The proposed bill seeks to allocate a portion of the state sales tax on motor vehicles for transportation purposes by amending existing laws, specifically RCW 82.08.020 and RCW 82.12.020. Starting July 1, 2026, a percentage of the revenue from retail sales of new and used vehicles will be directed to a newly established transportation preservation and maintenance account, with the allocation increasing to 66.6% by July 1, 2029, and reaching 100% by July 1, 2031. The bill also clarifies the definition of "motor vehicle" and specifies exclusions for certain vehicle types, ensuring that the funds generated from vehicle sales are dedicated to the preservation and maintenance of transportation infrastructure.

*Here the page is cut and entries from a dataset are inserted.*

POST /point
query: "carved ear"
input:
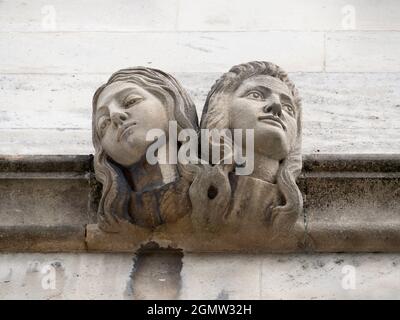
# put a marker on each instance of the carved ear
(210, 194)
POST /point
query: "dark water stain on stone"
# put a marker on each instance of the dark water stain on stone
(156, 274)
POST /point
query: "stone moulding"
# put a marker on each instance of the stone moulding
(351, 204)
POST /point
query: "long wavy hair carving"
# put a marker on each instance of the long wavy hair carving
(116, 192)
(216, 116)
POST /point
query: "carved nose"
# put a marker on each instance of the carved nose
(118, 118)
(275, 109)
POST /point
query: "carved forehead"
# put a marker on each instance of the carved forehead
(272, 83)
(118, 88)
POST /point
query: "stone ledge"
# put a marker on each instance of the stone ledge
(351, 204)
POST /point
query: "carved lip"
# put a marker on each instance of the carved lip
(124, 129)
(273, 118)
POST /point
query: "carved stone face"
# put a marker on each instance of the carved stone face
(265, 104)
(125, 112)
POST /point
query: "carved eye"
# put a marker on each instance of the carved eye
(104, 123)
(256, 95)
(131, 100)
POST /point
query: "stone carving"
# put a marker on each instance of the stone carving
(132, 102)
(259, 96)
(211, 196)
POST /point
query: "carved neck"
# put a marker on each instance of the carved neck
(144, 176)
(265, 168)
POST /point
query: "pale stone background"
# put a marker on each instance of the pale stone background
(55, 53)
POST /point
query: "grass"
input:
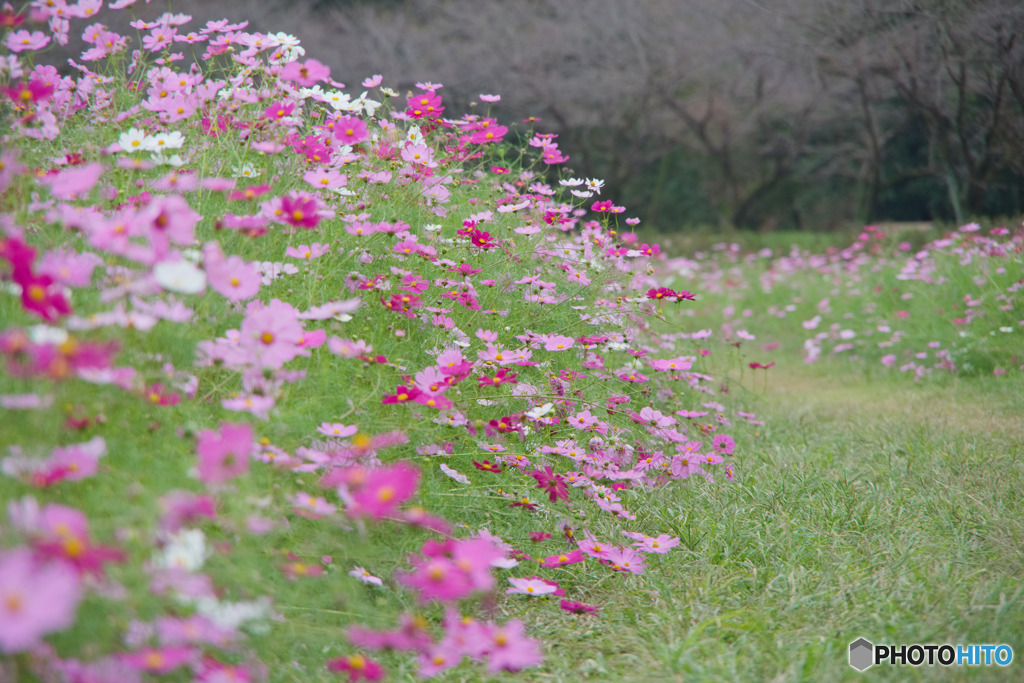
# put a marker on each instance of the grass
(848, 521)
(863, 506)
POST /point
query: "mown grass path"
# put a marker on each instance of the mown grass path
(866, 508)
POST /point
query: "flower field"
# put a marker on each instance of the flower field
(312, 382)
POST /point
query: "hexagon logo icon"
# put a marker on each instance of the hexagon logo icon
(861, 654)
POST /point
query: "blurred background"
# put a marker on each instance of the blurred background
(747, 115)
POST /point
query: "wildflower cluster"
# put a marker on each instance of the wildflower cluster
(274, 321)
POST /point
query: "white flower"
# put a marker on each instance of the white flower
(174, 160)
(365, 577)
(161, 141)
(43, 334)
(230, 615)
(185, 550)
(337, 98)
(179, 276)
(455, 474)
(540, 412)
(134, 140)
(247, 170)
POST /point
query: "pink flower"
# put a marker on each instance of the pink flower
(658, 545)
(299, 209)
(384, 489)
(73, 182)
(305, 74)
(365, 577)
(357, 667)
(510, 649)
(20, 41)
(233, 278)
(532, 587)
(436, 579)
(181, 506)
(337, 429)
(350, 130)
(578, 607)
(159, 660)
(271, 334)
(558, 343)
(224, 455)
(561, 560)
(625, 559)
(35, 599)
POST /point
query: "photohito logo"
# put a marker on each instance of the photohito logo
(864, 654)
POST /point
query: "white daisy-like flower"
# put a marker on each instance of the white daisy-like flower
(365, 577)
(179, 276)
(184, 550)
(247, 170)
(161, 141)
(455, 474)
(134, 140)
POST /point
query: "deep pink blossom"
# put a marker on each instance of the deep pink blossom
(384, 489)
(223, 455)
(36, 599)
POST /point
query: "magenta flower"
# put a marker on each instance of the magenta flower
(357, 667)
(625, 559)
(553, 483)
(180, 507)
(384, 489)
(535, 587)
(350, 130)
(279, 111)
(271, 334)
(561, 560)
(35, 599)
(299, 209)
(224, 455)
(510, 648)
(233, 278)
(73, 182)
(578, 607)
(160, 660)
(305, 74)
(436, 579)
(22, 40)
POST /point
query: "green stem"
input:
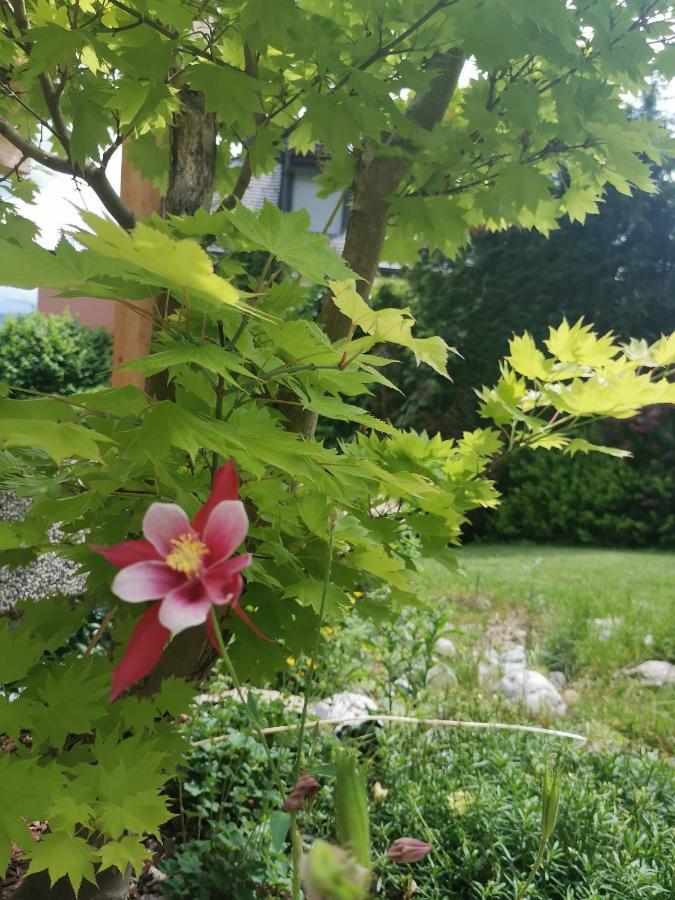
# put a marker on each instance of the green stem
(296, 858)
(253, 719)
(309, 681)
(530, 878)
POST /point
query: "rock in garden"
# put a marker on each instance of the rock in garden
(557, 679)
(348, 705)
(444, 648)
(533, 690)
(48, 576)
(441, 677)
(652, 672)
(605, 628)
(493, 664)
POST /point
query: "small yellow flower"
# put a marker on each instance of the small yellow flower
(459, 801)
(378, 793)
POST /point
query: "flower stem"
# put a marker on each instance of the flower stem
(533, 871)
(253, 719)
(311, 669)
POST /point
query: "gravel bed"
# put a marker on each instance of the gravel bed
(47, 576)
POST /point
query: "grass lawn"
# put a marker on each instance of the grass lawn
(555, 593)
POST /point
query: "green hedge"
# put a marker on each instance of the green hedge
(585, 500)
(53, 354)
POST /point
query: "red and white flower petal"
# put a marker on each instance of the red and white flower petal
(225, 593)
(163, 523)
(184, 607)
(142, 653)
(127, 553)
(225, 529)
(150, 580)
(225, 487)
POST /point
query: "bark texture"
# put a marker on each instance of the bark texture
(377, 180)
(192, 158)
(111, 886)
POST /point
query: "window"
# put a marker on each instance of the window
(303, 191)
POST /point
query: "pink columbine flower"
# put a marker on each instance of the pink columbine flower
(408, 850)
(187, 567)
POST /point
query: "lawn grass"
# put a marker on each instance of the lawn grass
(556, 593)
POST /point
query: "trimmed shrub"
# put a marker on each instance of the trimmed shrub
(53, 354)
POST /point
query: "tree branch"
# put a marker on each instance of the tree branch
(94, 176)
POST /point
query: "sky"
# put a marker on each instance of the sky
(55, 209)
(57, 203)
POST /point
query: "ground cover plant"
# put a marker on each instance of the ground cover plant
(53, 354)
(224, 430)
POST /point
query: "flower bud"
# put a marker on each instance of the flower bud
(351, 806)
(304, 791)
(408, 850)
(552, 785)
(330, 873)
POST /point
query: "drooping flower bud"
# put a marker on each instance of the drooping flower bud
(304, 791)
(551, 788)
(405, 850)
(330, 873)
(378, 793)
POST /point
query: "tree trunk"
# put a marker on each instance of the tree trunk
(192, 168)
(377, 179)
(112, 885)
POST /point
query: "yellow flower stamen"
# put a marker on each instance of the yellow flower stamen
(187, 554)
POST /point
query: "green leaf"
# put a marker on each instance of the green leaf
(74, 697)
(210, 357)
(309, 592)
(60, 441)
(64, 854)
(280, 822)
(232, 94)
(181, 266)
(127, 851)
(526, 359)
(389, 325)
(581, 445)
(287, 237)
(140, 812)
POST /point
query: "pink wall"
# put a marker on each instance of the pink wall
(90, 312)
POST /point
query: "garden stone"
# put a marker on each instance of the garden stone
(445, 648)
(514, 659)
(606, 627)
(652, 672)
(557, 679)
(493, 664)
(345, 705)
(441, 677)
(533, 690)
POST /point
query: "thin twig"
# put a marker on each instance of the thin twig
(101, 628)
(412, 720)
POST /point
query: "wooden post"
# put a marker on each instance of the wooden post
(132, 330)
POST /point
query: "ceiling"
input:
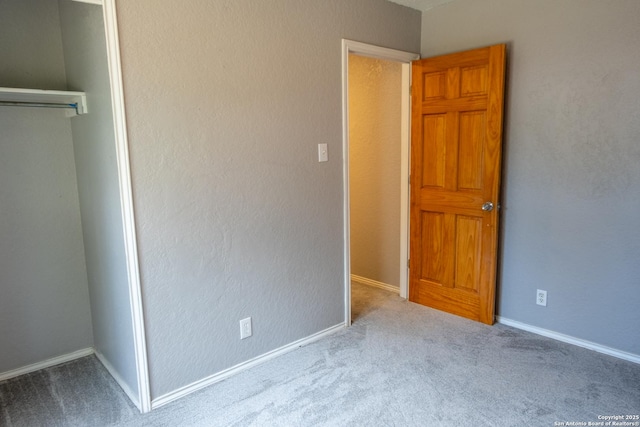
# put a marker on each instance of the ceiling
(422, 5)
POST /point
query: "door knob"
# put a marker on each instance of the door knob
(487, 206)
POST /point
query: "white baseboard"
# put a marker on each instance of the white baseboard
(188, 389)
(375, 284)
(571, 340)
(135, 399)
(46, 363)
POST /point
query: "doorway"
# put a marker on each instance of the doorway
(400, 61)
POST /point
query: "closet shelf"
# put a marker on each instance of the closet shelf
(44, 98)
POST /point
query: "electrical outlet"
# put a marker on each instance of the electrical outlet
(541, 297)
(245, 328)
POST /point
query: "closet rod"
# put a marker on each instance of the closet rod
(39, 104)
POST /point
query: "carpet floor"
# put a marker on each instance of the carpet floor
(400, 364)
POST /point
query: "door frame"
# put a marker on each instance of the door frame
(126, 201)
(405, 58)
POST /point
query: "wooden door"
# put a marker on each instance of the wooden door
(457, 109)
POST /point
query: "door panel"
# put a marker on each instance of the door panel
(457, 109)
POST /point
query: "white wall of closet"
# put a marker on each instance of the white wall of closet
(68, 264)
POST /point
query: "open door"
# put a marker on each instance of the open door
(457, 110)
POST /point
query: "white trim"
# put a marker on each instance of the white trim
(635, 358)
(126, 200)
(114, 373)
(46, 363)
(405, 146)
(375, 284)
(372, 51)
(222, 375)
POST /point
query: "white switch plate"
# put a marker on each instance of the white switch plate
(541, 297)
(245, 328)
(323, 154)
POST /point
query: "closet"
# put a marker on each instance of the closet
(68, 264)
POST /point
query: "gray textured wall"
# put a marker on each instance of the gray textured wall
(44, 302)
(572, 156)
(374, 168)
(97, 171)
(226, 103)
(30, 45)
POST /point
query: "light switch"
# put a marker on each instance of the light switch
(323, 154)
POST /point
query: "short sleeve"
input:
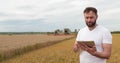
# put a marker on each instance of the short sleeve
(78, 36)
(107, 37)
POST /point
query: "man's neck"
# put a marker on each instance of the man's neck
(91, 28)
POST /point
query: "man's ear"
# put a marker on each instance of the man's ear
(96, 16)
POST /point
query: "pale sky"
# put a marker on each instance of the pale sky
(49, 15)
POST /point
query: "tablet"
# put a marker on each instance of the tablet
(88, 43)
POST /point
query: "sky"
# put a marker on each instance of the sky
(49, 15)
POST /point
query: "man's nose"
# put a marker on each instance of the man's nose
(89, 19)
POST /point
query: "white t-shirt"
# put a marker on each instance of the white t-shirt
(99, 35)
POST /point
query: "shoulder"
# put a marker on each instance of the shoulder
(103, 29)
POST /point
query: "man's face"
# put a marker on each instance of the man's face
(90, 18)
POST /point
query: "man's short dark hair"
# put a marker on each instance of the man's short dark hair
(88, 9)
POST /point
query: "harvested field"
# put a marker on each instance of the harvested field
(8, 42)
(62, 53)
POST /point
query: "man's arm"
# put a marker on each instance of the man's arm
(75, 47)
(106, 51)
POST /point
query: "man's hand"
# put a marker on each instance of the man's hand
(91, 50)
(75, 47)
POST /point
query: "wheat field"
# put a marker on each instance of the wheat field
(62, 53)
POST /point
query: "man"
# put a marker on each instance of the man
(100, 35)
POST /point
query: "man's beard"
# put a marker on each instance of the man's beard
(91, 24)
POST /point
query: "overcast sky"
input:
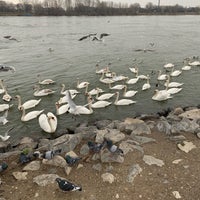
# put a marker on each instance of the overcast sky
(187, 3)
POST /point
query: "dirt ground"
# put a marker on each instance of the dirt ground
(152, 183)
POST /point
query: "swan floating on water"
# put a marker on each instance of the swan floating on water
(48, 122)
(28, 104)
(29, 116)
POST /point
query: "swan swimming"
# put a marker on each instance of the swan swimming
(31, 115)
(48, 122)
(129, 93)
(28, 104)
(122, 101)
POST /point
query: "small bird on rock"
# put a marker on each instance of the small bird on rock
(72, 160)
(3, 166)
(46, 155)
(65, 185)
(113, 148)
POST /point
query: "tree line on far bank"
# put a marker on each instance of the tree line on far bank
(89, 8)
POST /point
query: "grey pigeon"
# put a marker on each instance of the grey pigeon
(65, 185)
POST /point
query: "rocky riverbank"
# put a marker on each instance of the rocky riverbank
(160, 161)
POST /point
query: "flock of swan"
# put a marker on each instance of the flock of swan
(96, 98)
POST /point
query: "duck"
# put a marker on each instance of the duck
(72, 91)
(116, 87)
(122, 101)
(147, 85)
(161, 95)
(31, 115)
(61, 109)
(161, 77)
(2, 90)
(129, 93)
(5, 106)
(28, 104)
(175, 73)
(104, 96)
(169, 84)
(45, 82)
(48, 122)
(43, 92)
(82, 84)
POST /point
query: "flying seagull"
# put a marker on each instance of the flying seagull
(65, 185)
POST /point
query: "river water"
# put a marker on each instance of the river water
(174, 38)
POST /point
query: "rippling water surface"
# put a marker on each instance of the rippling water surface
(175, 38)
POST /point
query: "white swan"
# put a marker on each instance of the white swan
(186, 68)
(43, 92)
(4, 107)
(161, 77)
(72, 91)
(61, 109)
(3, 118)
(129, 93)
(147, 85)
(116, 87)
(93, 91)
(175, 73)
(45, 82)
(2, 90)
(31, 115)
(194, 63)
(122, 101)
(161, 95)
(106, 80)
(168, 65)
(169, 84)
(104, 96)
(28, 104)
(48, 122)
(82, 84)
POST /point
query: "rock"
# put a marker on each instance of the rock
(191, 114)
(185, 125)
(32, 166)
(150, 160)
(20, 175)
(178, 111)
(142, 139)
(45, 179)
(108, 177)
(87, 132)
(97, 167)
(108, 157)
(114, 135)
(164, 127)
(134, 170)
(186, 146)
(57, 160)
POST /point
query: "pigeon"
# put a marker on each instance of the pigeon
(113, 148)
(72, 160)
(95, 147)
(6, 136)
(65, 185)
(3, 166)
(47, 155)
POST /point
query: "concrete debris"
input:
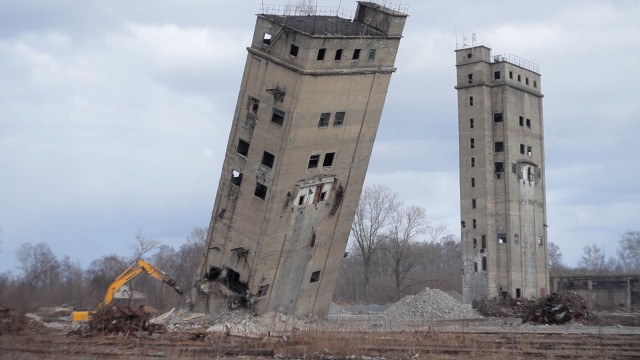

Additionally, the bill introduces the
transportation preservation and maintenance account to the treasury income account framework, allowing it to receive a proportionate share of earnings without requiring appropriation for payments to financial institutions. Monthly distributions of earnings will be credited to the general fund, with specific allocations to various accounts based on their average daily balances. The bill also outlines effective dates for certain sections, including
Section 4 of this act expires July 1, 2028,
Section 5 takes effect July 1, 2028, and
Sections 1 through 4 take effect July 1, 2026, thereby enhancing the management of treasury accounts and ensuring appropriate allocation of earnings.